The Childhood of Zeus (1905-6) shows Zeus, senior god in the Greek pantheon, as a young boy at its centre. According to various myths, he was the son of the Titans Cronus and Rhea. Cronus swallowed his other children, so to save Zeus from the same fate, Rhea gave birth to him in Crete, and handed Cronus a rock disguised as a baby, which he promptly swallowed.
Rhea then hid Zeus in a cave, where he was raised by one or more of a long list of surrogates, including Gaia, a goat, a nymph, and others, several of which appear in this raucous painting. Corinth adds Dionysus to provide an abundant supply of nourishing grapes, and lend a little ironic humour.
In 1906, he took his wife Charlotte to his home village of Tapiau and the city of Königsberg where he had started his training and career, and the following year they travelled to Florence, where he copied frescos using pastels.

Following his earlier paintings of the Deposition, Corinth came even closer to harsh reality in The Great Martyrdom from 1907. He takes the example of an ordinary man being crucified, then secularises the image and places it in a vivid context, making clear the vicious inhumanity of crucifixion.

In The Capture of Samson (1907), Corinth revisited another of his favourite subjects, whom he had painted in 1893 in company with Delila, and again in 1899 in a related scene of his capture. Here, with some simple props including an eclectic and anachronistic range of headgear, he shows the chaotic brawl that resulted in Samson’s bondage. Corinth places himself as one of Samson’s captors in the left foreground, and Delila kneels, naked, at the top centre.
From 1907, he led formal teaching sessions in life classes in Berlin.

To celebrate his fiftieth birthday in 1908, Corinth painted several canvases, including Nakedness reflecting his fleshly reputation. This was completed over a few days at the end of March that year, and the following month was delivered to the Secession’s exhibition, where it was well received.

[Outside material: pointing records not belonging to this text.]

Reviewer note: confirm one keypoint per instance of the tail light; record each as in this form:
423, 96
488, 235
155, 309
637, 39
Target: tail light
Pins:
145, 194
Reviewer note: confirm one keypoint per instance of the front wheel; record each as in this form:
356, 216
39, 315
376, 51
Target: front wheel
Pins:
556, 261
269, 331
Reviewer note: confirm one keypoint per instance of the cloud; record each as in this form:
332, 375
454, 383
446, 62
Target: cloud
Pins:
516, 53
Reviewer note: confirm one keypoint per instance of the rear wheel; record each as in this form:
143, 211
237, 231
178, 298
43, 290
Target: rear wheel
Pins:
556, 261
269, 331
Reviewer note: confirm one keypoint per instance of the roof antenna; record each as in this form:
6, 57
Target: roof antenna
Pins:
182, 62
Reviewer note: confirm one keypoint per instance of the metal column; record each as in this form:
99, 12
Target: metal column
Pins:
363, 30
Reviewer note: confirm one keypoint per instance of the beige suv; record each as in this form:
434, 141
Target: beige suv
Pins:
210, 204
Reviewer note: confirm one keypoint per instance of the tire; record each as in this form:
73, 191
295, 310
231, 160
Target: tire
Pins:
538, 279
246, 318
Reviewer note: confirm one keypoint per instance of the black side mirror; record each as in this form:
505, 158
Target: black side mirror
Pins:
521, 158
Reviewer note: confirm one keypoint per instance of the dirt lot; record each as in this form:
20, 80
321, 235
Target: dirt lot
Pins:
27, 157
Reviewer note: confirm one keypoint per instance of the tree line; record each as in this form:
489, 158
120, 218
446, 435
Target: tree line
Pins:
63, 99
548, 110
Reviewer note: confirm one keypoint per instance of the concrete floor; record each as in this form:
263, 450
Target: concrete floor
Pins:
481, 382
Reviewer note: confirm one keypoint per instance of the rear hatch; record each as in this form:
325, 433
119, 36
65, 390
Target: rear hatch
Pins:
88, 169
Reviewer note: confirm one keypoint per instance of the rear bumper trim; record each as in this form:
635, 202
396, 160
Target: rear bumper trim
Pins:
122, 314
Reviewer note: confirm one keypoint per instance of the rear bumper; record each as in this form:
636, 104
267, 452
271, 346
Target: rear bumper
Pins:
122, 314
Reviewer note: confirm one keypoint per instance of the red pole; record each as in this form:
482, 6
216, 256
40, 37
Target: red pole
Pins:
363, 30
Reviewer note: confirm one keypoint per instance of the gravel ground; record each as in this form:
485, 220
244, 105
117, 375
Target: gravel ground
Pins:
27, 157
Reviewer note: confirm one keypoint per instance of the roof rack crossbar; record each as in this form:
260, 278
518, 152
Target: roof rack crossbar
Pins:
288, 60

Bacchante Couple (1908) is another self-portrait with Charlotte, with the couple apparently enjoying their wild lifestyle at the time. This may have been another birthday celebration.

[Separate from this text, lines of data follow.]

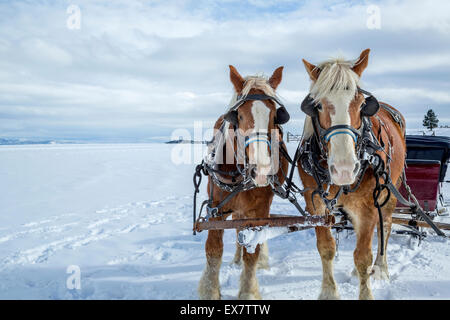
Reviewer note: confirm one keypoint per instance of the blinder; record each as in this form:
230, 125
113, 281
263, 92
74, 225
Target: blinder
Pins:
369, 108
282, 115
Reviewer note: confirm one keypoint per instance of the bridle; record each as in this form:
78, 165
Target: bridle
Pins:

Female Half-Nude by a Window (1908) is one of the popular sub-genre of ‘woman at the window’ scenes, and a less roughly hewn nude shown in delicate lighting.

Corinth’s second painting of The Temptation of St Anthony after Gustave Flaubert from 1908, shown below, demonstrates how his style had changed over a period of just a decade, compared with his first painting (above) from 1897 when he was in Munich.
This second version is based on Flaubert’s account La Tentation de Saint-Antoine, and focusses on a scene in which the Queen of Sheba appears in the saint’s visions. Shown with her is a train consisting of an elephant, camels, and naked women riding piebald horses. This new Saint Anthony is far younger, and surrounded by this outlandish circus of people and animals. In his left hand he holds a heavy chain, and there’s a skull in his right hand.
According to later recollections of the artist’s son Thomas, Corinth painted this from professional models in his studio on Berlin’s Handelstraße. Charlotte modelled only for the arm and hand of the Queen of Sheba. Together with Nakedness, this must have been completed by the end of March 1908, and was shown at the Secession’s exhibition from April to June. It was also among Corinth’s works representing Germany at the thirteenth Venice Biennale in 1922, and was the basis for an etching he made in 1919.

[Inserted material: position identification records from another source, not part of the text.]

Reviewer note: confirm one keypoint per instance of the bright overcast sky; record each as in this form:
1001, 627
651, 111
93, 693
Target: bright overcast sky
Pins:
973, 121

Self-portrait, Painting shows the artist at work in 1909 when he was 51. He has signed his name using Greek letters, and on the right side has inscribed aetatis suae LI, meaning his age 51.

Another of his most popular paintings from this period is his group portrait of The Artist and his Family (1909). All dressed up for what may have been intended to be a more formal group portrait, Charlotte sits calmly cradling daughter Wilhelmine, then just five months old, as the artist seems to be struggling to paint them. Their son Thomas, aged five years, stands on a desk so he can rest his hand on mother’s shoulder. I suspect this was aided by a photograph.
References
Lemoine S et al. (2008) Lovis Corinth, Musée d’Orsay & RMN. ISBN 978 2 711 85400 4. (In French.)
Czymmek G et al. (2010) German Impressionist Landscape Painting, Liebermann-Corinth-Slevogt, Arnoldsche. ISBN 978 3 89790 321 0.